Silk bioink for disease modeling and diagnosis in Inherited Thrombocytopenia. a), Confocal microscopy analysis of proplatelet formation by 3D bioprinted megakaryocytes from healthy controls (HC) and patients affected by ANKRD26‐RT and MYH9‐RD (green = CD61; scale bar = 20 µm. Representative of n = 5 HC; n = 5 ANKRD26‐RT patients; n = 5 MYH9‐RD patients). b), Image segmentation analysis allows the discrete classification of mature round megakaryocytes (MK), proplatelet‐forming megakaryocytes (PPF), and released platelets (scale bar = 30 µm). c), Volumetric analysis of the different cell subpopulations (MK: n = 100; PPF: n = 100; platelets: n = 300; ^* p<0.001). d), Kite diagram of megakaryocyte volume and sphericity. e, Density plot of platelet volume. f), Representative confocal microscopy and rendering of platelets from the peripheral blood of patients affected by MYH9‐RD (green = CD41; scale bar = 8 µm. Representative of n = 3 MYH9‐RD patients). g), Representative confocal microscopy and rendering of β1‐tubulin staining of peripheral blood platelets of patients affected by MYH9‐RD (green = β1‐tubulin; scale bar = 5 µm. Representative of n = 3 MYH9‐RD patients). h), Volumetric analysis of 3D‐bioprinted platelets from the peripheral blood of patients affected by MYH9‐RD with respect to healthy controls (HC) (n = 150; ^* p<0.001). i), Analysis of peripheral blood platelet diameter of patients affected by MYH9‐RD and healthy controls (HC) 3D‐printed into the silk bioink (n = 100; ^* p<0.05).

Figure 8

Silk bioink for easy‐readable detection of platelet production. a), Schematic of megakaryocyte metabolism. During differentiation and platelet formation, megakaryocytes undergo an increase of glycolytic activity and consequent release of lactate. Cartoon made using BioRender.com b), The silk bioink functionalized with horseradish peroxidase (HRP), lactate oxidase, and colorimetric sensors sense lactate concentrations. When lactate oxidase converts lactate into pyruvate and hydrogen peroxide, this latter is used as a cofactor by HRP that leads to a colorimetric shift of the silk bioink formulation in the presence of DHBS, and 4‐aminoantipyrine (4‐AAP). c), Imaging of silk bioink after the colorimetric reaction (green = CD61; scale bar = 20 µm).
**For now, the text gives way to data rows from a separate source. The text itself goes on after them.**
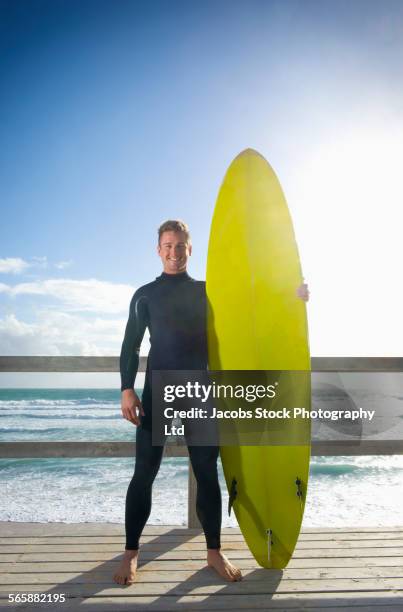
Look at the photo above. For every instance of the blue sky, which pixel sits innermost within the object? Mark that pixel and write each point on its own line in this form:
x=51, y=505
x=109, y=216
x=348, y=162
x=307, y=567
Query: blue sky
x=118, y=115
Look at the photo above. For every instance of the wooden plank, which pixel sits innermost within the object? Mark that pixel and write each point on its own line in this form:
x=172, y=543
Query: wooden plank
x=203, y=575
x=384, y=564
x=186, y=546
x=364, y=602
x=15, y=528
x=270, y=586
x=201, y=554
x=168, y=538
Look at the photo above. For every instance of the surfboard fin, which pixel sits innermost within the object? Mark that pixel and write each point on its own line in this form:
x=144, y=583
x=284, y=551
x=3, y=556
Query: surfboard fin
x=269, y=534
x=298, y=482
x=232, y=495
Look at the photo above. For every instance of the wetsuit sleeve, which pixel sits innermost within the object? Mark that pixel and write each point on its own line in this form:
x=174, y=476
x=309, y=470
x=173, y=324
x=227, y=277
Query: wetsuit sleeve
x=135, y=328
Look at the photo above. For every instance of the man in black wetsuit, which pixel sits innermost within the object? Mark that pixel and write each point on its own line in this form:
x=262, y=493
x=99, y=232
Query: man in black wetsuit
x=173, y=307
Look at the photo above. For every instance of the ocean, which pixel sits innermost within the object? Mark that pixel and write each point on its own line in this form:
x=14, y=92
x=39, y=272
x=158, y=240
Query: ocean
x=343, y=491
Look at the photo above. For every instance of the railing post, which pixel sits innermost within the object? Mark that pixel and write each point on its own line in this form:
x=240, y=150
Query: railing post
x=193, y=521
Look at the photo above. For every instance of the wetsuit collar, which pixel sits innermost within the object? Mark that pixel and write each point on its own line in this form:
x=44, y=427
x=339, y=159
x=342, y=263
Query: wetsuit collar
x=174, y=277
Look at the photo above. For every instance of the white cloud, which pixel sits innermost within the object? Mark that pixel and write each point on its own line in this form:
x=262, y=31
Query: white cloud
x=56, y=333
x=13, y=265
x=89, y=295
x=40, y=262
x=61, y=265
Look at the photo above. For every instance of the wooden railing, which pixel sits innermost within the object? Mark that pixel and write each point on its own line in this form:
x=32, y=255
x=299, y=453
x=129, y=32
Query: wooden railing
x=68, y=449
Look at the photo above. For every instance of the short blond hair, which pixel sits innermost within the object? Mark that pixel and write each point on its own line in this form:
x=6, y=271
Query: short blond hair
x=174, y=225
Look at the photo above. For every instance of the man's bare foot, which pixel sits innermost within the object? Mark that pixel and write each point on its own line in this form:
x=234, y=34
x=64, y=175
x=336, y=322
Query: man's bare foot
x=217, y=560
x=126, y=573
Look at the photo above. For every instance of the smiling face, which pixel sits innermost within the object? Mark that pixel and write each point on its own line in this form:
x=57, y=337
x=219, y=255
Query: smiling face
x=174, y=250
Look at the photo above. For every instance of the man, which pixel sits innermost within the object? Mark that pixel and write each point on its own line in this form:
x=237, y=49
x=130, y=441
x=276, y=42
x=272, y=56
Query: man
x=173, y=307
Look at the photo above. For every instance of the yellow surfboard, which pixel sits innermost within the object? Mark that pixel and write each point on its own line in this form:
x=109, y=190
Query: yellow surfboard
x=257, y=322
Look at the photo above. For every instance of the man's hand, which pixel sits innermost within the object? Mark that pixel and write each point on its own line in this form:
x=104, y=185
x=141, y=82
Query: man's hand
x=131, y=406
x=303, y=292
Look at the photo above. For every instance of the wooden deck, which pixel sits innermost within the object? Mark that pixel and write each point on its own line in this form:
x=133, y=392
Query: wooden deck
x=331, y=569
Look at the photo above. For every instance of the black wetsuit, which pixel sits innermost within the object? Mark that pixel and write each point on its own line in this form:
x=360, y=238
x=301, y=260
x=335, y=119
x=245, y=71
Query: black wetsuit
x=173, y=307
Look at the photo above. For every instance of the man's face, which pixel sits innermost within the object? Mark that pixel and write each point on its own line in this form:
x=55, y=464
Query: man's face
x=174, y=252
Colorimetric variations can be detected. The most intense color‐shift is detected at the stage of platelet production. d), A significantly increased release of lactate can be quantified during proplatelet formation by healthy megakaryocytes. A lactate dehydrogenase inhibitor (LDH‐inh.) has been used as control to assess the specificity of the colorimetric reaction (n = 5; ^* p<0.01). e), Silk bioink supports the 3D bioprinting of MYH9‐RD megakaryocytes. Treatment with the TPO‐RA Eltrombopag promotes increased proplatelet branching of MYH9‐RD megakaryocytes with respect to the untreated condition (green = CD42b; blue = nuclei; scale bar = 30 µm). f), Lactate levels are low in thrombocytopenic states (NT = not treated). Treatment with Eltrombopag increases the production of lactate (n = 5 MYH9‐RD patients; ^* p<0.05).